If her humble home was already small, Nohemí’s emotion could not fit, much less when Chávez entered accompanied by his team. The commander asked her if she had coffee and Nohemí ran to prepare it. She returned with the coffee, Chavez put it to his mouth, and immediately knew that something strange was happening. He asked Nohemí if that was really the coffee she had made, and she nodded, of course, although a little nervous.
False. The security team had slipped stealthily into the kitchen and, before Nohemí could get Chavez’s cup of coffee, some of the boys proceeded, in a matter of seconds, to replace it with the coffee brought by the retinue, carefully watching over the commander’s security.

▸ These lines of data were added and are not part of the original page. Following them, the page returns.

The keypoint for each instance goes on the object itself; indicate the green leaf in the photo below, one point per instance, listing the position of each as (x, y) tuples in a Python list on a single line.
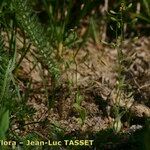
[(77, 107), (4, 122), (113, 12)]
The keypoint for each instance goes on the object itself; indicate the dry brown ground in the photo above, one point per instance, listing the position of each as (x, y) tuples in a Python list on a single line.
[(96, 78)]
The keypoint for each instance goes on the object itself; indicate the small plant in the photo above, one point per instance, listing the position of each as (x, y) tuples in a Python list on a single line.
[(81, 110), (118, 18)]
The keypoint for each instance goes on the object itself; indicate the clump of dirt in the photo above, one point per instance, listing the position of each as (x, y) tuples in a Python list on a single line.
[(94, 75)]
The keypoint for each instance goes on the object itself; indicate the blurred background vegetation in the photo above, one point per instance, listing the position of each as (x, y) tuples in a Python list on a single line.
[(52, 25)]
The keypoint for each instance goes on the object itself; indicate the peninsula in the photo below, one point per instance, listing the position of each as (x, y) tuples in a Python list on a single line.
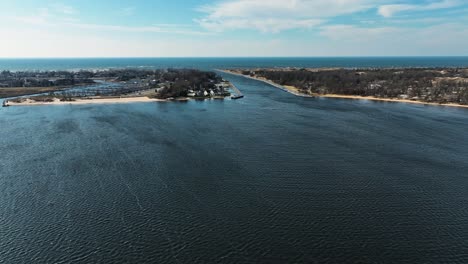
[(106, 86), (433, 86)]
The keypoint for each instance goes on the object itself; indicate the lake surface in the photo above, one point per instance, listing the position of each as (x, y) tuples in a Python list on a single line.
[(271, 178)]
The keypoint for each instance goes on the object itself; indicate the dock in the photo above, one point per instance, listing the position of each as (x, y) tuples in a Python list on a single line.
[(238, 94)]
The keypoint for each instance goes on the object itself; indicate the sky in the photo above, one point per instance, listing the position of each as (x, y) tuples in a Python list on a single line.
[(232, 28)]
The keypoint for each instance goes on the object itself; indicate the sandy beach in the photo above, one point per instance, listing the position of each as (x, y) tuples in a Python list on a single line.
[(140, 99), (295, 91)]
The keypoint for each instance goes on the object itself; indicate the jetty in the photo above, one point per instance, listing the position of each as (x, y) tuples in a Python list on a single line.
[(238, 94)]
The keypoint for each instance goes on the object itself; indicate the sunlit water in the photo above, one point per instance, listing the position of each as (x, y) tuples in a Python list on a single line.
[(271, 178)]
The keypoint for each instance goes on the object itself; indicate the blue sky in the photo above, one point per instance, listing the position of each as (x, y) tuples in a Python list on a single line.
[(210, 28)]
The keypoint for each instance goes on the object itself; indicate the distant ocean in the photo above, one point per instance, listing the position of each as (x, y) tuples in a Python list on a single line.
[(211, 63), (270, 178)]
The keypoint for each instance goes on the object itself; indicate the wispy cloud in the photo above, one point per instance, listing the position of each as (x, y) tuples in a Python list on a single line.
[(127, 11), (276, 15), (391, 10), (64, 9)]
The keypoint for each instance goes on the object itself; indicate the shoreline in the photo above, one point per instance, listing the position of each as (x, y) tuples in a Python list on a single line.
[(293, 90), (30, 102)]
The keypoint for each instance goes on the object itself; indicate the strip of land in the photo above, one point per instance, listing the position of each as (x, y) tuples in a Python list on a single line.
[(457, 82), (95, 100)]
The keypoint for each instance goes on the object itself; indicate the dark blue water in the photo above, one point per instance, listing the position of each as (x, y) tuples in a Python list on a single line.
[(271, 178), (213, 63)]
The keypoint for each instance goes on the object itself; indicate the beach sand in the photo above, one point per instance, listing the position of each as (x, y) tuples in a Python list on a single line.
[(89, 101)]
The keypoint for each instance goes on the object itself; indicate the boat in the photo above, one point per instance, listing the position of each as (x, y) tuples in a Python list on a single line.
[(235, 97)]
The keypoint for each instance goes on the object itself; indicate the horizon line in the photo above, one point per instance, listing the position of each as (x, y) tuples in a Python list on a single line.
[(241, 57)]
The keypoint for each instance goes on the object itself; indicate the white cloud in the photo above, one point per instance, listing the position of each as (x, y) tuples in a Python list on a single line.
[(64, 9), (127, 11), (443, 39), (276, 15), (390, 10)]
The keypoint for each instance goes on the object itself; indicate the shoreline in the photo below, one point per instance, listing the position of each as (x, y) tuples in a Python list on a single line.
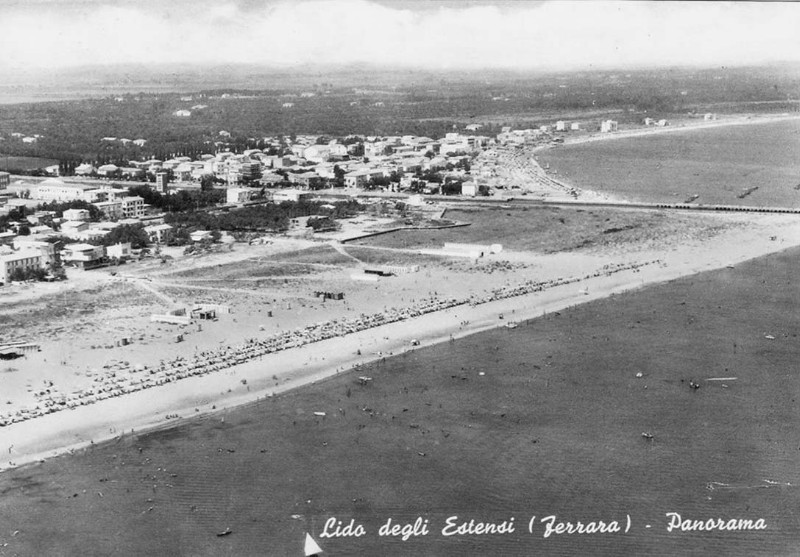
[(652, 130), (253, 381)]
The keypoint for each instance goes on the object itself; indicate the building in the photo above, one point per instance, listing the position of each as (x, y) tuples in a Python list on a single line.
[(120, 252), (53, 189), (108, 170), (469, 188), (158, 233), (162, 181), (84, 256), (607, 126), (74, 229), (240, 195), (24, 259), (279, 196)]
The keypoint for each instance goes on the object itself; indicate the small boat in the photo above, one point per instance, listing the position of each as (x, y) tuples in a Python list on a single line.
[(311, 546)]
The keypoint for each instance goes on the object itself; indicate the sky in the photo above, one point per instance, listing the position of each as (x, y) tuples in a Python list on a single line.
[(420, 34)]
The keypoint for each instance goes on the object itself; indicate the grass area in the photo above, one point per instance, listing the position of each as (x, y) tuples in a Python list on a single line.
[(719, 165), (372, 256), (309, 261), (552, 427), (547, 229), (47, 312), (24, 163)]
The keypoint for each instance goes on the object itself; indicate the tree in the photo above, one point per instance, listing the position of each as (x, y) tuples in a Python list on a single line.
[(207, 182), (133, 233)]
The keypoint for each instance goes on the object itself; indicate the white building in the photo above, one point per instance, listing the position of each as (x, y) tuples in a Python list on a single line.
[(23, 259), (158, 233), (82, 255), (76, 215), (56, 190), (608, 126), (279, 196), (240, 195)]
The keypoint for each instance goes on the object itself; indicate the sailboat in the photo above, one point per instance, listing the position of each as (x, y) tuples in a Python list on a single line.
[(311, 546)]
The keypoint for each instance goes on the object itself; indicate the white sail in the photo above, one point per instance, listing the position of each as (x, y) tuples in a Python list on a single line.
[(311, 546)]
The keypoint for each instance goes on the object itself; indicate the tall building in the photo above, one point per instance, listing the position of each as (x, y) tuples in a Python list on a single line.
[(162, 180)]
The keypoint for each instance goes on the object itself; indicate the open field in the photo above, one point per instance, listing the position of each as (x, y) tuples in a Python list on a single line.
[(430, 436), (550, 230), (719, 165), (24, 163)]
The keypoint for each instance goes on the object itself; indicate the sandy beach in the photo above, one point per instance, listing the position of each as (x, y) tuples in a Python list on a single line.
[(167, 405)]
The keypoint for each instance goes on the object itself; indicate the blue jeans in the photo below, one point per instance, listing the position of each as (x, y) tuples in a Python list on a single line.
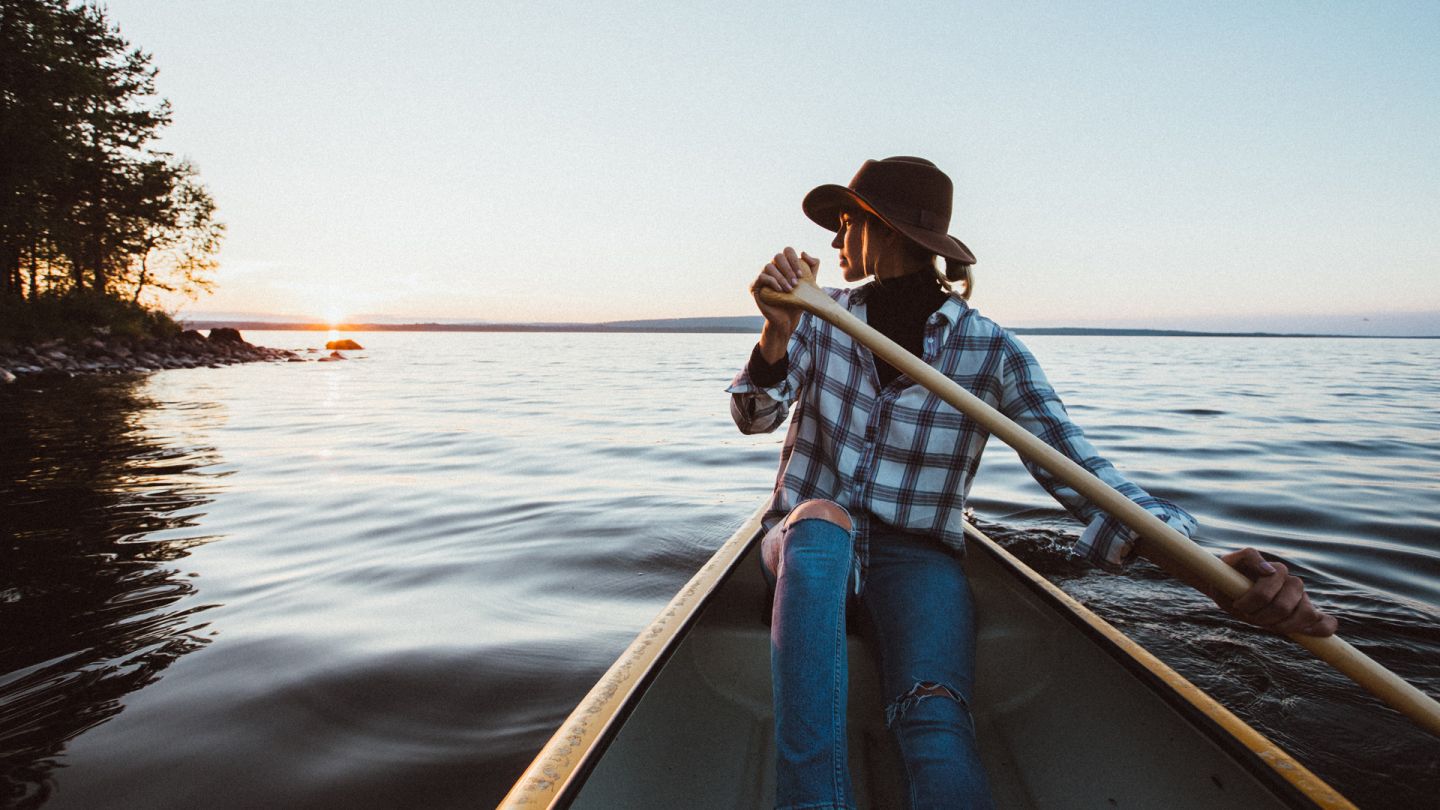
[(915, 603)]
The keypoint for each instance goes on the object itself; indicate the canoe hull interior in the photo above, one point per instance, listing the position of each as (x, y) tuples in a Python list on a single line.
[(1063, 721)]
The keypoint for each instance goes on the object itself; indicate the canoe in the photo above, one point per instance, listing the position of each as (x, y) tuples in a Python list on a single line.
[(1069, 711)]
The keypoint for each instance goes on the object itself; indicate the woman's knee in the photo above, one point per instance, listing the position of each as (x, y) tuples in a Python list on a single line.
[(821, 509), (776, 545)]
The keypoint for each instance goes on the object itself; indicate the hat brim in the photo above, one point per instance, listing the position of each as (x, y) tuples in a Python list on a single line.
[(825, 203)]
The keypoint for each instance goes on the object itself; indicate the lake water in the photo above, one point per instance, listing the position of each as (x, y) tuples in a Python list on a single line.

Those present say that Chávez’s scolding was an anthology, to the point that Nohemí herself tried to intercede for the boys, which Chavez prevented, lovingly but firmly. In a thunderous voice, he asked his team if it could even be conceivable that Nohemí’s coffee would pose a danger to him.
Immediately after, he got rid of the coffee of the party, and drank, one, two, several cups of Nohemí’s coffee, in a defiant attitude, as if infinitely mocking the protocol that separated him from the men and women from the people.
On September 17, 2013, I met Nohemí. I talked with her for a while, she showed me the cup in which the comandante drank his coffee, and told me that she kept it as her most precious treasure. Never showed even the slightest detail of that incident, as required by the popular nobility. At some point she whispered in my ear that Chávez promised to return some day. His life didn’t reach that far. “He did not come, but you came,” she told me, and some tears ran down her cheeks.
Of course, I drank Nohemí’s coffee.
Very shortly after, on December 15 of the same year, we registered the Cayude Socialist Commune with Aroma de Café, the 448th in the country.
A couple of months ago Nohemí died, Jose Luis told me.
Speaking of coffee, not a day has passed since I arrived at this place where I now write that I lacked Victor’s coffee.
On one of these days he told me what he had prepared for lunch. He enjoyed it particularly. For the first time so far this year he ate beef. The same day he bought the meat, he also bought half a kilo of coffee.
There’s never a lack of coffee in Victor’s house. And there’s never a lack of Victor’s coffee on the desk when I’m writing.
It’s like a ritual: I get home, we greet each other, I climb the stairs, I get comfortable, I start to write, and a few minutes later Victor comes up with the freshly brewed coffee.
It’s a way to conjure solitude, to stay together: Chávez drinking Nohemí’s coffee, Nohemí sharing her coffee with me, Víctor doing the same. All the glory of the world fits in a cup of coffee, no matter how small it may be, Martí might have said, and perhaps from there comes its flavor when it is shared.
“The devil is in the details”, Chavez liked to repeat. The most genuine Chavismo is in the details like those of Chávez, Nohemí and Víctor. That’s why I brought two packages of 200 grams of coffee that Comuna Comandante Adrián Moncada produces, so we can all try it.
I have not paid for them, José Luis. But do not worry, I have the money here.
What will be the life of the people of El Cayude, of their Commune, of the aroma of their coffee?